After that, the decolourizing agent, i.e. Ethanol interacts with the lipid content of the bacteria, and this treatment is the important step to differentiate both gram-positive and gram-negative cell.

• In the gram-negative cell, the outer membrane that contains the lipopolysaccharide is dissolved by ethanol. As a result, the peptidoglycan layer gets exposed. The gram-negative cell consists of thin peptidoglycan cross-linkages, by which the CV-I complex is washed out of the cell.
• Oppositely, a gram-positive cell has highly crossed-linked or thick peptidoglycan. This peptidoglycan layer gets dehydrated by the addition of decolourizing agent (Ethanol), which tightens the peptidoglycan layer. This dehydration or tightening of the peptidoglycan layer traps the CV-I complex strongly within the cell.

After decolourization, the gram-negative cells lose the colour of the primary stain and stain pink when treated with a positively charged counterstain, i.e. Safranin. In gram-positive bacteria, the cell retains the colour of the primary stain, i.e. Crystal violet and appears violet in colour.

Steps in differential staining	Stains used	Gram positive	Gram negative
Primary staining	Crystal violet	Appears violet	Appears violet
Mordanting	Gram’s Iodine	Appears violet	Appears violet
Decolourization	95% Alcohol	Appears violet	Appears colourless
Counter staining	Safranin	Appears violet	Appears pink

Process of Gram Staining

The process of gram staining includes the following steps:

1. Take a clean, dry slide and place one drop of distilled water at the centre.
2. Prepare bacterial smear by taking little inoculum from the bacterial culture by the help of the inoculating loop.
3. Then, mix the inoculum with the water drop to prepare a thin bacterial smear by rotating the inoculating loop in a clockwise and anticlockwise direction.
4. After that, the bacterial smear is heat-fixed under the spirit lamp.
5. Then, flood the bacterial smear with crystal violet and allow it to stand for 1 minute.
6. Then flood the smear with Gram’s iodine.
7. After that, add the decolourizing agent, i.e. 95% Ethanol to the smear.
8. At last, add counterstain, i.e. Safranin to the smear and allow it to stand for 1 minute.
9. Then, wash the slide with water and air dry the slide.
10. At last, observe the glass slide under the microscope by adding oil immersion to the stained cells to differentiate gram-positive and negative cells.

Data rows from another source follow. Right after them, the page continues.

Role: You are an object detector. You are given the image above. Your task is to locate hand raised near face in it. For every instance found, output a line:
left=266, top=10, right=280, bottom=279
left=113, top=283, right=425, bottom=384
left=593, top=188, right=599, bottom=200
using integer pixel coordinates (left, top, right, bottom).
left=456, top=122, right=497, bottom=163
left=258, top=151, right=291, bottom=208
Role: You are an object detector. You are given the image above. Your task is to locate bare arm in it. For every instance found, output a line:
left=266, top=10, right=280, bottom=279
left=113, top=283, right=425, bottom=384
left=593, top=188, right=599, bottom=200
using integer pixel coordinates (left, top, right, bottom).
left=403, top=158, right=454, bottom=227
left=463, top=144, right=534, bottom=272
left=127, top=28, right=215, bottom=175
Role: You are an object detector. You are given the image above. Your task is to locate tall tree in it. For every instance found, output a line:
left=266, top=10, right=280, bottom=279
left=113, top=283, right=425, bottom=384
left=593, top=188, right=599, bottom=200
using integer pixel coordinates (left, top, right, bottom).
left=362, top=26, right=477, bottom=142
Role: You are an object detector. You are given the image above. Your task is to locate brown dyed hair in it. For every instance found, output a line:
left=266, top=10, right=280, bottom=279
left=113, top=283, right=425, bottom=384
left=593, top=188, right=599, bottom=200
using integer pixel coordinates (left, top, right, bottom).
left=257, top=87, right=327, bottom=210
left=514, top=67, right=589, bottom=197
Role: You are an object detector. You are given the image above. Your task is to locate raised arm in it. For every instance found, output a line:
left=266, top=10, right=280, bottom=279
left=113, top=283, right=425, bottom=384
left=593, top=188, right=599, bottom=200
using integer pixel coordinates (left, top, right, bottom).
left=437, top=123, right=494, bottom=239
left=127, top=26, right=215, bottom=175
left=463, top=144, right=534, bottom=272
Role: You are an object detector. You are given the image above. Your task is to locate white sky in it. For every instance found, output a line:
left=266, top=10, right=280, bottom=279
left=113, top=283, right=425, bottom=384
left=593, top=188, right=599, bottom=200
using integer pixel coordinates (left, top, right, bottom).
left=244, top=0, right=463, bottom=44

Result Interpretation of Gram Staining

• Gram-Positive: If the bacteria cell gives a  positive result for the gram reaction, it will stain Violet.
• Gram-negative: If the bacterial cell gives a negative result for the gram reaction, it will stain Pink.

Significance

Gram staining is the primary step for the initial identification and classification of the bacteria into two groups, i.e. gram-positive and gram-negative. It stains the bacterial cell wall differently, by giving violet colour to the gram-positive bacteria and pink colour to the negative bacteria. Therefore, it adds colour to the cell wall of bacteria, which increases the visibility under the light microscope.

Besides, gram staining also helps in the study of the morphology and arrangement of the bacteria. It also helps us to know about the chemical and physical properties of the gram-positive and gram-negative bacteria, based on the cell wall difference.